3 Comments

  1. manicdee33 on

    Quite the opposite — pilots are in the cockpit to fly the plane. There is a lot of automation that helps to reduce the tedium and boredom especially on long distance flights where they’re just flying an aircraft at a fixed altitude, bearing and speed for several hours.

    There are auto land operations available, but they do not interact with traffic control. The pilots still need to program the auto land, and auto land only works at airports with appropriate infrastructure (which is admittedly most of the high traffic airports in the world). Every now and then traffic control will ask the pilots to go around, divert to a different runway, or switch to a different approach pattern. There’s no automation available for these diversions at this time.
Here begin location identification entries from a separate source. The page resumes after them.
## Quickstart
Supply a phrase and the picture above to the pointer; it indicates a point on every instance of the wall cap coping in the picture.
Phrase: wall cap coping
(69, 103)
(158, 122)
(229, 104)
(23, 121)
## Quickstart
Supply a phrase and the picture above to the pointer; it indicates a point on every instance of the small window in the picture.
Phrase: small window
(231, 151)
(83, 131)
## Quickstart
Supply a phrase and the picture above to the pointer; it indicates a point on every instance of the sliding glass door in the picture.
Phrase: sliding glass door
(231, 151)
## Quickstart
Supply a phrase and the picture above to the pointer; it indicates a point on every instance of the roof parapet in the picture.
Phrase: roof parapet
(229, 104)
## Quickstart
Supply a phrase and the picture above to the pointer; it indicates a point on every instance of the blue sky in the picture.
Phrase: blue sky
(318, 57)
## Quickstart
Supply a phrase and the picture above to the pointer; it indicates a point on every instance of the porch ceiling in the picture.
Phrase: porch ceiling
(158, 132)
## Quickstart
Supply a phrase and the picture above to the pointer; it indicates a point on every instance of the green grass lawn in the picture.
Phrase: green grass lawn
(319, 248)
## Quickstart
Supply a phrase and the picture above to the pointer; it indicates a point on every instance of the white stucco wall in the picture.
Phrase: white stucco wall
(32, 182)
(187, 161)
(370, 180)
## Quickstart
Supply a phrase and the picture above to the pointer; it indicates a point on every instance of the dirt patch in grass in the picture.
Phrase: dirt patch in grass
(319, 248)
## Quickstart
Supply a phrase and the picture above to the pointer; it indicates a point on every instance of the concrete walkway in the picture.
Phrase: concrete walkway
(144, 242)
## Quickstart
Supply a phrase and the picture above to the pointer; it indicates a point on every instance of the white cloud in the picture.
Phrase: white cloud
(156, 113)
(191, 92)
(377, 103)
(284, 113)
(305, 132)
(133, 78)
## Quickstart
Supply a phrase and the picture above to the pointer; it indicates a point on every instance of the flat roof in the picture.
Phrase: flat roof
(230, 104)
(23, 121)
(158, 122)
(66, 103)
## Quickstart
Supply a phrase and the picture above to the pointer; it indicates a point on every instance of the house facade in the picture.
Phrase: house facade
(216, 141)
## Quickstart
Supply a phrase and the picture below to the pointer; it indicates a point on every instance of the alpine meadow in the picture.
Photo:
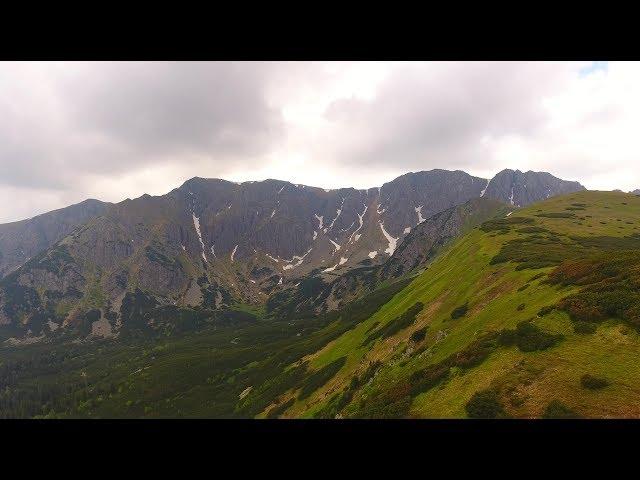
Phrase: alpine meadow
(398, 267)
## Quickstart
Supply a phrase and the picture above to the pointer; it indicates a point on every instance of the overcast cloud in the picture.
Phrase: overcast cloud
(69, 131)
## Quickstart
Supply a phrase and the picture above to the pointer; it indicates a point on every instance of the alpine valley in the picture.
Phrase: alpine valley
(437, 294)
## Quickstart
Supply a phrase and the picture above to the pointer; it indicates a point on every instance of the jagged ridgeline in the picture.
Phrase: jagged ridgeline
(529, 314)
(156, 265)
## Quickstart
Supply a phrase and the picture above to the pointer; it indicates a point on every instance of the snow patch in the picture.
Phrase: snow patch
(485, 188)
(360, 217)
(392, 241)
(271, 258)
(338, 212)
(298, 263)
(196, 224)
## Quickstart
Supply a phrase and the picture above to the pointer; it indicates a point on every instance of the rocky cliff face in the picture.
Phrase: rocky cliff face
(521, 189)
(211, 243)
(328, 291)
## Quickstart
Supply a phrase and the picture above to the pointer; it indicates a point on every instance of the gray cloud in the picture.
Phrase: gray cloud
(109, 118)
(69, 131)
(428, 116)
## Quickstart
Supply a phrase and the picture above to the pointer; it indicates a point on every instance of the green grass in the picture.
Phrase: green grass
(542, 235)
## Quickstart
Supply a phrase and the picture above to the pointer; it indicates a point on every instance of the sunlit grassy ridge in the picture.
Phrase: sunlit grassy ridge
(494, 271)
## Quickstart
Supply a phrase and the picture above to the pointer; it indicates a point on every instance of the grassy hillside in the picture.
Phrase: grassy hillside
(534, 314)
(545, 300)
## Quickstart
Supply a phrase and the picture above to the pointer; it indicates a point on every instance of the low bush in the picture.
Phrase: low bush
(557, 409)
(460, 311)
(593, 383)
(584, 327)
(418, 335)
(320, 377)
(485, 404)
(528, 337)
(546, 310)
(394, 326)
    Pilots also need to monitor the automated operations because things can and will go wrong. An air speed sensor might get clogged, an engine might have trouble leading to an off-axis thrust scenario that the autopilot can’t fully accommodate. Over time we’d expect to see these edge cases getting fewer and further between, but the automation available today is still a tightly controlled tiny subset of the conditions that an aircraft might be expected to meet in the real world.

  2. No, in fact takeoff is the last bit that has not been fully automated. It is stil a mostly manual process.

  3. No, landing and takeoff are the most complicated parts and takeoff is almost entirely manual. Heck, we’ve just recently gotten to the part where we can park cars automatically semi-reliably and that’s way easier and typically doesn’t involve having to coordinate with a tower. Most automation is for cruising, like keeping the plane at a constant-ish altitude.